Combining, grouping, and querying data#

Combining data#

Up to this point, we’ve assumed our data comes as a single table or file. While the data may need some cleaning up, they were loaded into one table or DataFrame. This is not always the case, since we frequently want to combined data from multiple sources. This week, we will explore different ways of combining data from across multiple sources and the pandas tools we can use to accomplish that. In particular, we’ll explore how to:

  1. Concatenate. Concatenate allows us to add rows or columns from one DataFrame to another. This could be useful if we have two datasets with medical patient data and and want to combine the two sets of patient datasets into one.

  2. Merge. Merge allows us to combine the contents of two DataFrames. If we had two sets of patient data: one with data on recent vital signs records like heart rate, blood pressure, and temperature and a second set that contains past medical diagnoses (does the patient have asthma, anemia, etc.), and perhaps only some of the patients are contained in both. Merging is how we combine these datasets together into one.

Grouping data#

We will also discuss how efficiently group data based on the content of the columns of DataFrames using Groupby. With the groupby method, we split the dataset based on the contents of particular columns and perform calculations on those groups of data within the dataset, reporting summary values back for each group. For example, if we had the dataset mentioned above with patients’ vital signs, perhaps we want to see what the typical heart rate was for patients with high blood pressure vs those with lower blood pressure. This can be efficiently accomplished through grouping our data appropriately.

Many of the concepts we discuss in this section, and throughout this course, are similar to what you would encounter with a course on structured query language (SQL) or other relational database programming languages. In both cases we are managing datasets and trying to process them into the formats that are most useful for our application. As the process of manipulating data in these ways is a core prerequisite for being able to then analyze the data using statistical analysis or machine learning tools, these data management tools are critical to have in your programmer’s toolkit.

Querying data#

The last topic we will cover in this course builds on a topic we have discussed in some detail previously, which is how to query data. Queries allow us to efficiently ask questions of our data. You are already familiar with the idea of asking questions of our data when we discussed subsetting in previous lessons. Those were queries of the data that allowed us to select subsets of data meeting specific criteria (e.g. what fraction of patients with high blood pressure also have high cholesterol? What fraction of patients with low cholesterol have high blood pressure?). While this is not a new concept, it is typically our end goal in combining or grouping data, so we discuss it again here. We will see that we can build quick textual expressions that allow us to compute complex queries on our data even more easily.

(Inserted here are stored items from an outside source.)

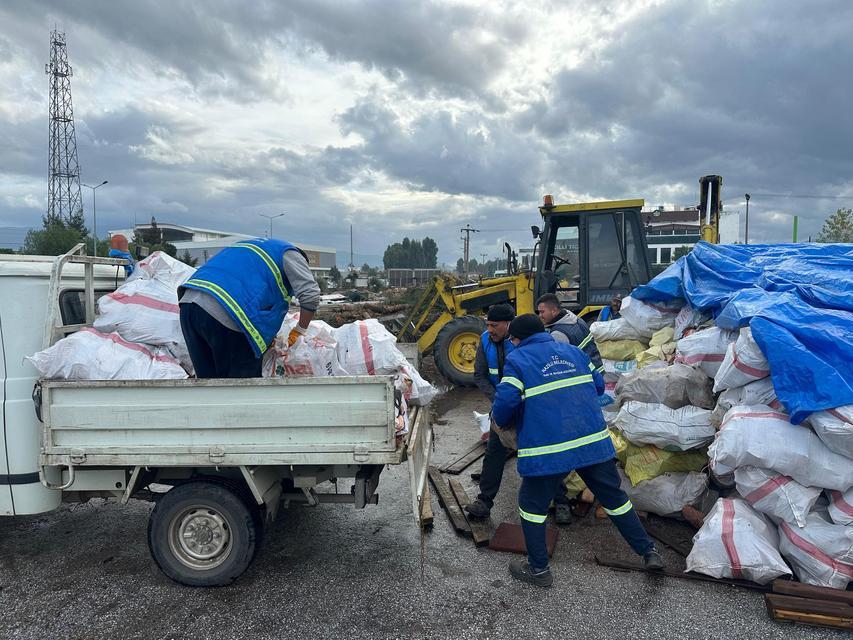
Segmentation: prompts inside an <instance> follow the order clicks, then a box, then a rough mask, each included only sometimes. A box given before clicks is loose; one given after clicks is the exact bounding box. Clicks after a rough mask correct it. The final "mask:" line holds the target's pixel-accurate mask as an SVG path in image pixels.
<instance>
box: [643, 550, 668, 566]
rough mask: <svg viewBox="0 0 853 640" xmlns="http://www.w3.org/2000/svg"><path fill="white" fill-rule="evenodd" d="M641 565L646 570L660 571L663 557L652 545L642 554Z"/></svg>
mask: <svg viewBox="0 0 853 640" xmlns="http://www.w3.org/2000/svg"><path fill="white" fill-rule="evenodd" d="M643 567H645V569H646V570H647V571H660V570H661V569H663V558H661V556H660V554H659V553H658V550H657V549H655V548H654V547H652V550H651V551H649V552H648V553H647V554H646V555H644V556H643Z"/></svg>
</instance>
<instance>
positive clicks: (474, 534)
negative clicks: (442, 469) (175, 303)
mask: <svg viewBox="0 0 853 640" xmlns="http://www.w3.org/2000/svg"><path fill="white" fill-rule="evenodd" d="M450 490H451V491H452V492H453V495H454V496H456V501H457V502H458V503H459V506H460V507H462V513H463V514H464V515H465V519H466V520H467V521H468V526H469V527H471V536H472V537H473V538H474V546H477V547H484V546H486V545H487V544H489V540H491V539H492V534H491V531H489V525H488V524H487V523H486V519H485V518H480V519H477V518H470V517H468V514H467V513H465V507H466V506H467V505H469V504H471V499H470V498H469V497H468V494H467V493H466V492H465V487H463V486H462V483H460V482H459V480H458V479H456V478H450Z"/></svg>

Examples of when these approaches are useful#

Merging data is a nearly ubiquitous task in data science. Imagine that you are a financial analyst, and you’re trying to estimate the risk risk of default on a loan. You have one dataset that contains a list of loan applicants’ credit history and another that contains their income. To make an informed decision, the analyst would need to merge the records of these two sets of data together. Alternatively, imagine you are a business analyst trying to evaluate trends throughout the year in sales, but the data on those transactions is divided up into monthly datasets. In this case, you would need to concatenate the data together into a single dataset before those trends could be evaluated. If that analyst wishes to then estimate the average sales by the seniority of each salesperson, they would need to group the data first by seniority to then calculate those group-specific sales values.

By the end of this week you will be able to combine datasets using the tools introduced in this section and query them using tools we’ve discussed previously and some new shortcuts introduced in this section to help you answer questions from the data.